As a final note, the September 26, 2000 order to suspend payment of benefits, which is distinct from the deemed denial of the employer's supersedeas request, was a final, appealable order.
We contacted an assistant to the WCJ who issued the order to determine the current status of B~'s claim and he indicated that B~ appealed the granting of the suspension to the Workers' Compensation Appeal Board. This information is significant in that now there is a possibility that the September 26, 2000 order suspending benefits could be overturned, resulting in a reinstatement of B~'s benefits. If that occurs at some time in the future and the employer is required to pay a lump sum of back due benefits, the social security offset provision would apply to that lump sum and, of course, to any ongoing benefits from that point.
CONCLUSION
Congress' intent in including an offset provision in the Social Security Act was to prevent individuals from receiving double benefits, such that their income would exceed that which they earned when they were gainfully employed. Therefore, the offset in the instant matter should be removed in October 2000, which is the earliest month that workers' compensation payments ended, or stated alternatively, when B~ ceased receiving benefits. While B~ did receive a workers' compensation payment for the period 10/2/00 through 10/16/00, such that there is the potential for her to receive both workers' compensation and DIB for the first half of October, we will defer the issue of the exact date in October 2000 for of the removal of the offset to your program expertise. Further, as explained above, "supersedeas" has no bearing on the date of removal of offset in this matter.

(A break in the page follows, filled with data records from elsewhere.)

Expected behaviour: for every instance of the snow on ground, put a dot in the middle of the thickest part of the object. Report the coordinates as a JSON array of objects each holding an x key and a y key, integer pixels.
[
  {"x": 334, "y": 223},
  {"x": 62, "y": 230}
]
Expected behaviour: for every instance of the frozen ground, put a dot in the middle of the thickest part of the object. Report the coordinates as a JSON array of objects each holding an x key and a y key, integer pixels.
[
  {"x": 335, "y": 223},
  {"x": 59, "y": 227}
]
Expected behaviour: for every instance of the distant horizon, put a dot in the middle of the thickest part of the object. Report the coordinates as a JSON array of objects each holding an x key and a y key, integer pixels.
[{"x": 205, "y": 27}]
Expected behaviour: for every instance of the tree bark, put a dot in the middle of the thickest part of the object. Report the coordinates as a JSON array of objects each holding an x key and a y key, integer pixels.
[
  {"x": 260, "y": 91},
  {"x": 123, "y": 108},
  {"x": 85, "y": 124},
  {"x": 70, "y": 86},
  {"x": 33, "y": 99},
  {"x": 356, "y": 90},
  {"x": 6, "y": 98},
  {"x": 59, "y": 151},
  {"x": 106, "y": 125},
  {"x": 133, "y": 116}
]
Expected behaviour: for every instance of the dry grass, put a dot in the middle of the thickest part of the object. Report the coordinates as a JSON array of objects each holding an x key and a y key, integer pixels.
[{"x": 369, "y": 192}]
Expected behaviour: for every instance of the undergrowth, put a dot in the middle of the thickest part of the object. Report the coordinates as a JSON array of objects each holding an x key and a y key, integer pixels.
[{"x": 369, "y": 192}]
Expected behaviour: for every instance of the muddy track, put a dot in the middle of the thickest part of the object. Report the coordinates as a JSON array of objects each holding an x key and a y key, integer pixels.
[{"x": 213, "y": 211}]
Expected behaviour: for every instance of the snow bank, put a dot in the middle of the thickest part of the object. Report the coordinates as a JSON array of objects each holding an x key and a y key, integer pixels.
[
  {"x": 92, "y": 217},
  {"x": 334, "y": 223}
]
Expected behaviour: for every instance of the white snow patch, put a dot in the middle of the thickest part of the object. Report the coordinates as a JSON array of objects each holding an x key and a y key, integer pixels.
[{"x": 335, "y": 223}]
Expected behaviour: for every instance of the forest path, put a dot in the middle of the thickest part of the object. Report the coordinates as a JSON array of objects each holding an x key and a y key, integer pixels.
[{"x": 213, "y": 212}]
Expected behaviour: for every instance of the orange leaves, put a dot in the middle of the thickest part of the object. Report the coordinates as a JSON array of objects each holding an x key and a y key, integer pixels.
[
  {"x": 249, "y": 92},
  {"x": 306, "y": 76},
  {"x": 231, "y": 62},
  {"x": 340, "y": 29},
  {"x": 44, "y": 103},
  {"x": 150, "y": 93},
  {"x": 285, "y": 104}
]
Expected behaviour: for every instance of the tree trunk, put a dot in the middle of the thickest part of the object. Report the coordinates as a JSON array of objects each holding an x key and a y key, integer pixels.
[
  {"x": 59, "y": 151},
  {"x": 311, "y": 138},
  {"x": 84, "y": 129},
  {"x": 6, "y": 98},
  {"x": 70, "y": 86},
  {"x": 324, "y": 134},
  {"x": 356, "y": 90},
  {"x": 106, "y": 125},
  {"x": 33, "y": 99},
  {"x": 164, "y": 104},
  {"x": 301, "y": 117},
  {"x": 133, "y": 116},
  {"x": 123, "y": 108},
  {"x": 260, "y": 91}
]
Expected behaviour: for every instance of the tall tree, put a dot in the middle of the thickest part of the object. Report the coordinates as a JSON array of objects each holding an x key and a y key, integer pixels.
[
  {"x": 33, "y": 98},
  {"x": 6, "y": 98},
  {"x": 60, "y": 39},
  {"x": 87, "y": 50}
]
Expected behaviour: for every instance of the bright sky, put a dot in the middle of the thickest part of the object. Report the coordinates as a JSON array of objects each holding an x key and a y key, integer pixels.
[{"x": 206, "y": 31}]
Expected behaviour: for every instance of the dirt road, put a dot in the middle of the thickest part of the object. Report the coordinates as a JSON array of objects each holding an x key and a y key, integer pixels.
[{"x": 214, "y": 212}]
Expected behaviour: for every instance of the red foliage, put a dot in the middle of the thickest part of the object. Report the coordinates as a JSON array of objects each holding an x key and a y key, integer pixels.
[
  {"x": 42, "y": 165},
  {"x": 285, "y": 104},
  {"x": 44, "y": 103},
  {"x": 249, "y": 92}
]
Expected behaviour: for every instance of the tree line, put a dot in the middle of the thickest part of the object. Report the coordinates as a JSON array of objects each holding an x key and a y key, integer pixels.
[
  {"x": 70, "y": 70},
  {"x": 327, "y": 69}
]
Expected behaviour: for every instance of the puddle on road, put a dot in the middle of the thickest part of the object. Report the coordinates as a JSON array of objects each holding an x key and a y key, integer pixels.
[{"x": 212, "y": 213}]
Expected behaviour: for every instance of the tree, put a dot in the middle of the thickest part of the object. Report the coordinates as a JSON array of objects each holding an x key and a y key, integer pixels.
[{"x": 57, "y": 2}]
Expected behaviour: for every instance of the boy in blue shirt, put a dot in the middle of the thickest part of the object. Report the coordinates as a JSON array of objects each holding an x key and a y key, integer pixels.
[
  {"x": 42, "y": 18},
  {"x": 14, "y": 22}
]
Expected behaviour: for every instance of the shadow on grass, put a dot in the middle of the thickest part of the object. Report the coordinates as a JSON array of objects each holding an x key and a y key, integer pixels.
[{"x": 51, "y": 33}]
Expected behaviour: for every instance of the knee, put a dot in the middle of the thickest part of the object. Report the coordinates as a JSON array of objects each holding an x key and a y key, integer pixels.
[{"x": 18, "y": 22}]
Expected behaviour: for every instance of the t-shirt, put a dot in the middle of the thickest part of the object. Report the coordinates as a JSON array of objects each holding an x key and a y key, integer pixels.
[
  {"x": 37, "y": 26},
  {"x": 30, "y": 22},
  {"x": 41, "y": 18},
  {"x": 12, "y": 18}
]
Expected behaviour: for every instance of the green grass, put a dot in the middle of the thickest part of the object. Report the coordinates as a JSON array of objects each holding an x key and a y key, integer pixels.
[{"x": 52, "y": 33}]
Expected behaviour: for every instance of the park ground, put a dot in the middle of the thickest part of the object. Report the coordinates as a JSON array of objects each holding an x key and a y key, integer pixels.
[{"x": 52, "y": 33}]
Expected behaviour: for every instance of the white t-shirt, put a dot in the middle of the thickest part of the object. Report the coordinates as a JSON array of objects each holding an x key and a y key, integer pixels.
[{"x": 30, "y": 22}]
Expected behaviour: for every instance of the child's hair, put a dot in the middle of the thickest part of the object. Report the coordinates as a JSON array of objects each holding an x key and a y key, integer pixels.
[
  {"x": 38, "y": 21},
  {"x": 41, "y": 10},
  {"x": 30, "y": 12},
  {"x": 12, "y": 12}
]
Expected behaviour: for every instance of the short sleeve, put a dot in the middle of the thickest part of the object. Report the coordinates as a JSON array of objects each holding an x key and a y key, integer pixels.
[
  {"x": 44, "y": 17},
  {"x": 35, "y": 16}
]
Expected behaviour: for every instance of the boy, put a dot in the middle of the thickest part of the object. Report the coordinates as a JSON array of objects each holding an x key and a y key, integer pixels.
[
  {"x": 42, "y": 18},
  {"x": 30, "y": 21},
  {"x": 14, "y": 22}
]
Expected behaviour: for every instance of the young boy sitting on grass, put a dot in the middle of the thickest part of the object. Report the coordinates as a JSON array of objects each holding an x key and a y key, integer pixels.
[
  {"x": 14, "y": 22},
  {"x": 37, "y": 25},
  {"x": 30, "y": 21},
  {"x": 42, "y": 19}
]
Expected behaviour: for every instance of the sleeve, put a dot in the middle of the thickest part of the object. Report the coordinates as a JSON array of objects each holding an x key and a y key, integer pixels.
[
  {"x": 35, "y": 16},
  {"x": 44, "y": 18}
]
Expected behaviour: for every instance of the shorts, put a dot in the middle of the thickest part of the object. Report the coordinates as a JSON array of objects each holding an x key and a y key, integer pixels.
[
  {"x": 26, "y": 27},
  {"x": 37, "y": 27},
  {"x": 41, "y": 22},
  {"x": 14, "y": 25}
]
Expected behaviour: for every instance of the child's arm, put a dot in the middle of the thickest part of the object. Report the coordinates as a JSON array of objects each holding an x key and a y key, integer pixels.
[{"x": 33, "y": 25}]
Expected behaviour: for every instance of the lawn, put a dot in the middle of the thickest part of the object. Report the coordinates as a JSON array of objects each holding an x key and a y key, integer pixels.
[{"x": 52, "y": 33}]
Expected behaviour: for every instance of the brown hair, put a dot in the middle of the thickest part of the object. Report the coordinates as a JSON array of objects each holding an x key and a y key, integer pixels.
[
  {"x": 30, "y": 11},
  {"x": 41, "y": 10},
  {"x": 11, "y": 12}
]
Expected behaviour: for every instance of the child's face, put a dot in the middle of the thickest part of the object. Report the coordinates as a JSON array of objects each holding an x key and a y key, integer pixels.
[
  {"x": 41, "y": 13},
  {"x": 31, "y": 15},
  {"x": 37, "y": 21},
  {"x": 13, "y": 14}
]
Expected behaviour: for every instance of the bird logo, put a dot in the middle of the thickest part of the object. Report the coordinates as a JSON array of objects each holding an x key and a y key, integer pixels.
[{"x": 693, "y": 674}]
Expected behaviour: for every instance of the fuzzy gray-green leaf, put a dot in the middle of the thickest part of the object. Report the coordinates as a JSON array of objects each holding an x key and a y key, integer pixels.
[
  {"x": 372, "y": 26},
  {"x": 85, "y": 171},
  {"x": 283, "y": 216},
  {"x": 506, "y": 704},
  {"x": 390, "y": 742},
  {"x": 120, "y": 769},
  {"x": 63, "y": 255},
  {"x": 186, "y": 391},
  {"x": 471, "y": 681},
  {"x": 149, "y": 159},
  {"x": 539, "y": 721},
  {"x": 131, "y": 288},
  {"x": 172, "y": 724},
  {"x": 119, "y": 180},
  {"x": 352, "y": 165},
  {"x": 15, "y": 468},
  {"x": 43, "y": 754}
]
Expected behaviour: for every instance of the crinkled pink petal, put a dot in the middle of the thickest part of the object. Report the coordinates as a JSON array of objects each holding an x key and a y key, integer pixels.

In closing, because of the potential that B~'s benefits could be retroactively reinstated should she succeed in her appeal, the status of her workers' compensation benefits should be monitored on a regular basis. According to POMS DI 52150.025, until this matter is verified as closed and final, it should be diaried for six months, and thereafter, to check the status of B~'s appeal. In this regard, it would be helpful to keep the telephone number of the adjuster at the Fireman's Fund Insurance Company in B~'s file, as she would know the employer's payout status at all times. Additionally, should this memorandum be used as a reference in other workers' compensation offset matters, we note, as a reminder, that it pertains to workers' compensation law in Pennsylvania only.
Footnotes:
Under the PAWC Act, work-related injuries are separated into three statutory classifications depending on the type of injury: total disabilities are governed by section 306(a); partial disabilities are governed by section 306(b); and disabilities resulting from permanent injuries, including permanent disfigurement and the loss of a body part, are governed by section 306(c). 77 P.S. §§ 511, 512, 513.